Batı dünyasında İsrail’e yönelik tepkiler baş gösteriyor!
ABD, İngiltere, Fransa, Almanya başta olmak üzere çeşitli ülkelerden İsrail’in Gazze’deki katliamına ilişkin reaksiyonlar gelmeye başladı.
İsrail hükümetinin, beyaz bayrak sallayan üç rehinenin vurulduğunu kamuoyuna duyurmasının ardından, Gazze’de aylardır devam eden işgale dair endişelerin arttığı bildiriliyor.
İsrail hükümetinin eş zamanlı olarak hem yerel protestolarla hem de en yakın Avrupalı müttefiklerinden bazılarının ateşkes çağrılarıyla karşı karşıya kaldığı belirtildi.
Aktarılan bilgilere göre yerel protestocular, hükümete rehine görüşmelerini yenileme çağrısında bulunuyor.

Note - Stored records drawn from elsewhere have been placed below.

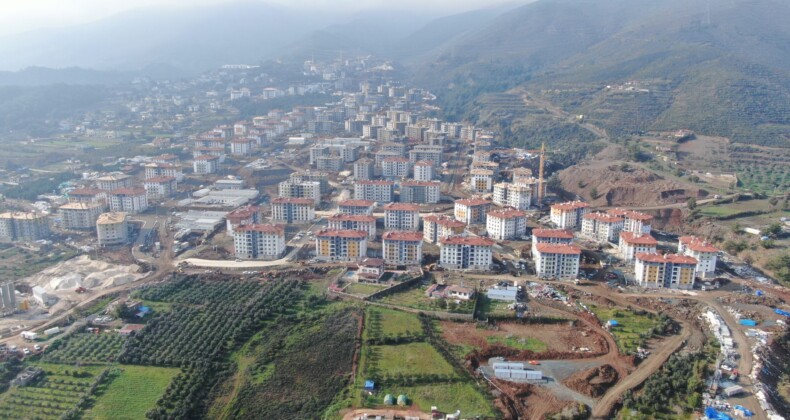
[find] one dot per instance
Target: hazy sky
(24, 15)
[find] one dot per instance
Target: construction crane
(542, 152)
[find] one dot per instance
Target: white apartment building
(471, 211)
(664, 271)
(550, 236)
(634, 243)
(23, 226)
(206, 164)
(569, 215)
(114, 182)
(402, 216)
(699, 249)
(80, 215)
(602, 227)
(422, 192)
(129, 200)
(423, 170)
(435, 227)
(160, 188)
(112, 229)
(560, 261)
(512, 195)
(293, 210)
(304, 189)
(402, 247)
(481, 180)
(465, 253)
(395, 167)
(356, 207)
(256, 241)
(633, 221)
(363, 222)
(506, 224)
(378, 191)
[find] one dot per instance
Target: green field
(446, 397)
(415, 298)
(528, 343)
(410, 359)
(632, 328)
(363, 289)
(132, 393)
(389, 322)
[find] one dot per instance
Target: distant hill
(190, 40)
(720, 66)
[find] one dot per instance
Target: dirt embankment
(593, 382)
(619, 184)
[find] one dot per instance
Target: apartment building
(363, 222)
(293, 210)
(112, 229)
(402, 216)
(550, 236)
(378, 191)
(481, 180)
(245, 215)
(435, 227)
(80, 215)
(557, 261)
(114, 182)
(128, 200)
(633, 221)
(471, 211)
(160, 188)
(356, 207)
(304, 189)
(669, 271)
(259, 241)
(23, 226)
(507, 223)
(402, 247)
(421, 192)
(512, 195)
(631, 244)
(465, 253)
(206, 164)
(423, 170)
(602, 227)
(341, 245)
(395, 168)
(569, 215)
(699, 249)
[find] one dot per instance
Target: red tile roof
(267, 228)
(638, 239)
(402, 235)
(558, 249)
(467, 240)
(552, 233)
(665, 258)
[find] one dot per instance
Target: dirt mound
(624, 185)
(593, 382)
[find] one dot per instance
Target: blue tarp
(712, 414)
(781, 312)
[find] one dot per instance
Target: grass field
(132, 393)
(446, 397)
(389, 322)
(527, 343)
(629, 333)
(410, 359)
(363, 289)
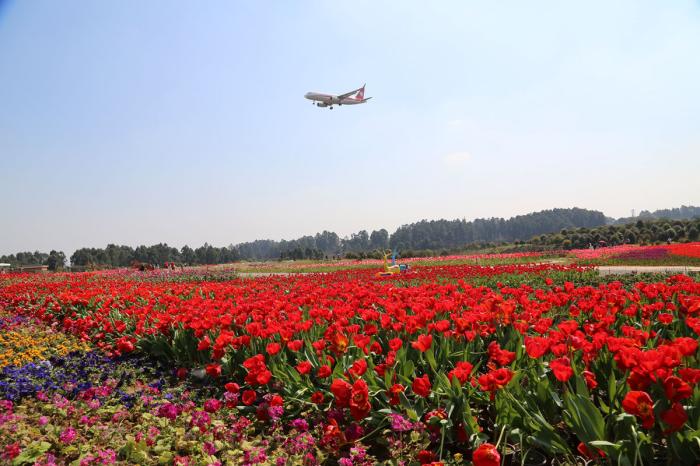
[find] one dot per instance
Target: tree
(56, 260)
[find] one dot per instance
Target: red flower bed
(571, 370)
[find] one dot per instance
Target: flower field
(652, 254)
(448, 364)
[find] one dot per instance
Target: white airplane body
(328, 100)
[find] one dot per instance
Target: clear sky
(136, 122)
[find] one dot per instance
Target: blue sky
(137, 122)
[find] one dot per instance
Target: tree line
(560, 228)
(55, 260)
(639, 232)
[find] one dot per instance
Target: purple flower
(275, 412)
(300, 424)
(399, 423)
(354, 431)
(209, 448)
(212, 405)
(107, 456)
(168, 410)
(68, 435)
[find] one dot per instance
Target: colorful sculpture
(394, 268)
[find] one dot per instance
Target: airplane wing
(348, 94)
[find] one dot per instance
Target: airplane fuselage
(328, 99)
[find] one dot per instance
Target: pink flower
(68, 435)
(209, 448)
(212, 405)
(168, 410)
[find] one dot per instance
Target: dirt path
(627, 269)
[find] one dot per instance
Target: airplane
(327, 100)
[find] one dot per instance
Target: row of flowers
(561, 370)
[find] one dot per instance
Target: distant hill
(573, 227)
(450, 234)
(678, 213)
(641, 231)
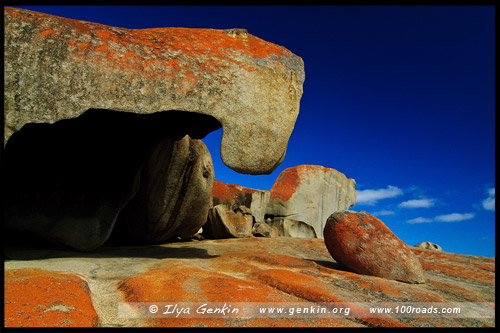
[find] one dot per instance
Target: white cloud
(453, 217)
(384, 212)
(417, 203)
(489, 202)
(370, 197)
(419, 220)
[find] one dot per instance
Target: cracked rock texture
(364, 244)
(57, 68)
(310, 193)
(255, 271)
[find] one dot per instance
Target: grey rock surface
(224, 222)
(429, 246)
(174, 195)
(311, 193)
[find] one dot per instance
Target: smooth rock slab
(429, 246)
(364, 244)
(224, 222)
(41, 298)
(257, 270)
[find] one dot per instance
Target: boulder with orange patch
(310, 193)
(364, 244)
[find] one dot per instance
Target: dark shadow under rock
(67, 182)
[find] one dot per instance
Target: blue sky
(399, 98)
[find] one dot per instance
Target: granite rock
(310, 193)
(292, 228)
(57, 68)
(174, 195)
(255, 271)
(364, 244)
(233, 196)
(429, 246)
(262, 229)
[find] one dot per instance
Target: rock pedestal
(174, 194)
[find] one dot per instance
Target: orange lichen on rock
(41, 298)
(155, 45)
(289, 179)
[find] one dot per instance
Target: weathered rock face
(224, 222)
(57, 68)
(257, 271)
(174, 194)
(429, 246)
(364, 244)
(233, 196)
(68, 181)
(292, 228)
(76, 141)
(40, 298)
(310, 193)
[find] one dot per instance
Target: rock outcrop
(310, 193)
(364, 244)
(57, 68)
(224, 222)
(429, 246)
(262, 229)
(256, 271)
(292, 228)
(69, 181)
(233, 196)
(89, 109)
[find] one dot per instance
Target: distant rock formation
(64, 288)
(292, 228)
(233, 196)
(429, 246)
(311, 193)
(87, 104)
(364, 244)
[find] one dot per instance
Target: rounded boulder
(365, 245)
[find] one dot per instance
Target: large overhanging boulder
(102, 125)
(57, 68)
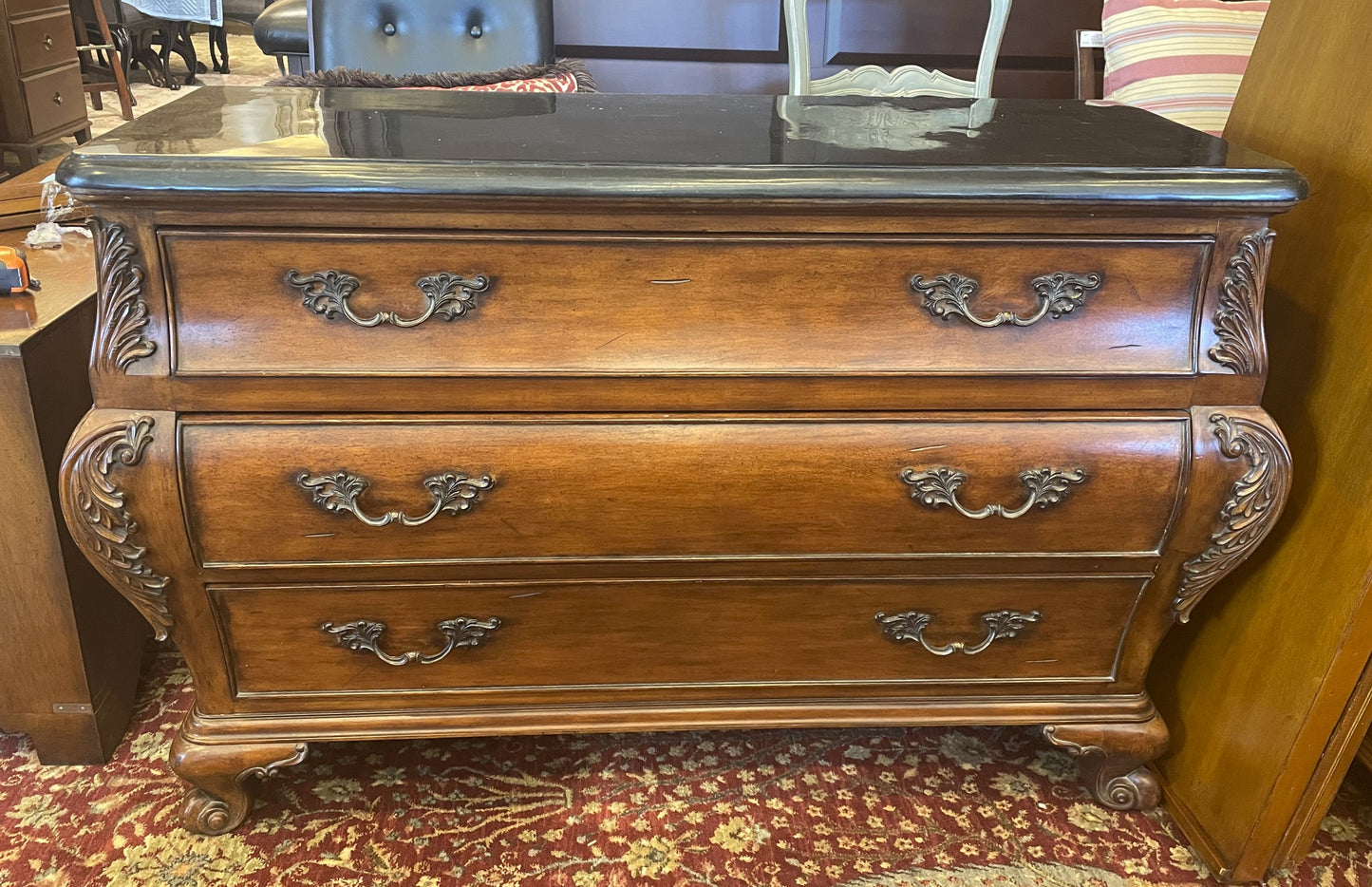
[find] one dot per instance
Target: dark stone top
(432, 142)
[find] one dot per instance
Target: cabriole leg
(1113, 758)
(225, 779)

Aynı zamanda ABD Savunma Bakanı Lloyd Austin’in bu haftaki ziyaretinde, İsrail’in büyük saldırılarını azaltma baskısıyla karşı karşıya kalabileceği de iddia ediliyor. Washington’ın, İsrail’e koşulsuz askeri ve diplomatik desteğini sürdürürken kendi kuvvetlerinin bu bölgede sürekli saldırılara maruz kalmasından rahatsız olduğu belirtiliyor.
Ayrıca uluslararası kamuoyunda büyük tepki çeken İsrail’in Batı Şeria’daki “savaş suçu” olarak nitelendirilen saldırılarına karşı ABD’li yetkililerin birkaç haftadır İsrail’e uluslararası destek kaybı riskine girmeden Gazze’deki “operasyonlarını” sonlandırması için uyardığı iddia ediliyor.
İsrail, sivillere zarar vermemek için elinden geleni yaptığını ve Filistin’de sivillerin canlı kalkan olarak kullanıldığını iddia ediyor. Ancak Filistinliler ve insan hakları grupları ise defalarca İsrail güçlerini, savaşın başlangıcından bu yana şiddetin giderek arttığı işgal altındaki Batı Şeria’da sivilleri pervasızca tehlikeye atmak ve kendilerini tehdit etmeyenlere ateş açmakla suçladı. Gazze’de Filistinli siviller birçok kez İsrail askerlerinin kaçan sivillere ateş açtığını bildirdi.
Geçen hafta da, İsrailli bir insan hakları grubu, askerlerin Batı Şeria’da iki kişiyi öldürdüğünü gösteren videolar yayınlamıştı.
Bu iddiaların ardından, son yaşanan İsrailli rehinelerin İsrail kuvvetleri tarafından öldürülmesi olayı da eklenince, uluslararası camiada bu ihtimaller üzerinde daha fazla düşünülmeye başlandı.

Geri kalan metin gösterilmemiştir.